O cuidado compartilhado é um processo permanente de pactuação que oferece melhor qualidade e coordenação de cuidados através da interface atenção primária-especialidade e envolve múltiplos atores no processo de cuidado.1 Os componentes básicos para o modelo de cuidados compartilhados são: abordagem sistemática de generalista e especialista com objetivos comuns de melhorar a saúde mental, modelo de tratamento coerente com as necessidades da população, abordagem clínica e monitoramento com revisão de especialistas, atenção para as necessidades da equipe e supervisão para apoiar o desenvolvimento e manutenção do modelo de tratamento e estrutura de governança clínica.17

 

RESULTADOS

Quanto à caracterização da população verifica-se há predominância do sexo feminino. Em relação às fases de vida da mulher observa-se que maioria das mulheres encontra-se na idade reprodutiva (10 a 49 anos). A idade varia entre 23 e 79 anos sendo a idade média de 45,7 anos. Quanto ao estado civil e escolaridade verifica-se que a maioria possui baixa escolaridade, são casadas e com filhos. A média é de 2,2 filhos por mulher. Todas apresentam morbidade psiquiátrica e a maioria delas possuem morbidade clínica associada, sendo a Hipertensão Arterial Sistêmica a doença mais comum. Dentre as morbidades psiquiátricas verifica-se que o diagnóstico de ansiedade generalizada foi atribuído a mais da metade das mulheres, seguido do diagnóstico de esquizofrenia não especificada e episódio depressivo moderado (tabela 1).

Quanto ao tempo de vinculação observa-se que as mulheres apresentam maior tempo médio de vinculação com a ESF (1508,77 dias) quando comparados com a vinculação no CAPS III (650,85 dias), portanto 4,13 anos na ESF e 1,78 anos no CAPS III. Esta diferença aumenta quando observado o número médio de consultas na ESF e CAPS III, onde as mulheres tiveram em média 26,08 consultas na ESF quando comparadas com 4,46 consultas no CAPS, sendo, portanto cinco vezes maior o número de consultas no serviço de Atenção Básica que no Serviço de Saúde Mental.

Quanto aos principais sintomas e queixas durante os atendimentos registrados nos prontuários verifica-se que a grande maioria das mulheres apresenta queixas psicológicas, seguido de queixas relacionadas ao sistema cardiocirculatório e músculo esquelético. Os demais sintomas e queixas menos presentes referem-se ao sistema tegumentar, genital feminino, digestivo, neurológico, endócrino, problemas sociais e geral e inespecífico.
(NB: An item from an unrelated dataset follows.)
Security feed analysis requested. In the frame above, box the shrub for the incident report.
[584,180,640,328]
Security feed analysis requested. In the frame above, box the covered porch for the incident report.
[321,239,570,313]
Dentre os sintomas e queixas psicológicas registrados nos prontuários verifica-se que a sensação de ansiedade/nervosismo/tensão é o mais presente entre as mulheres, seguindo da tristeza/sensação de depressão. Dentre as mulheres que receberam diagnóstico médico de ansiedade generalizada no serviço especializado, grande parte delas apresentaram na consulta da Atenção Básica queixas/sinais e sintomas de sensação de ansiedade/nervosismo/tensão e distúrbio ansioso/estado de ansiedade. Mais da metade das mulheres também apresentaram queixas relacionadas ao sistema cardiocirculatório (tabela 2).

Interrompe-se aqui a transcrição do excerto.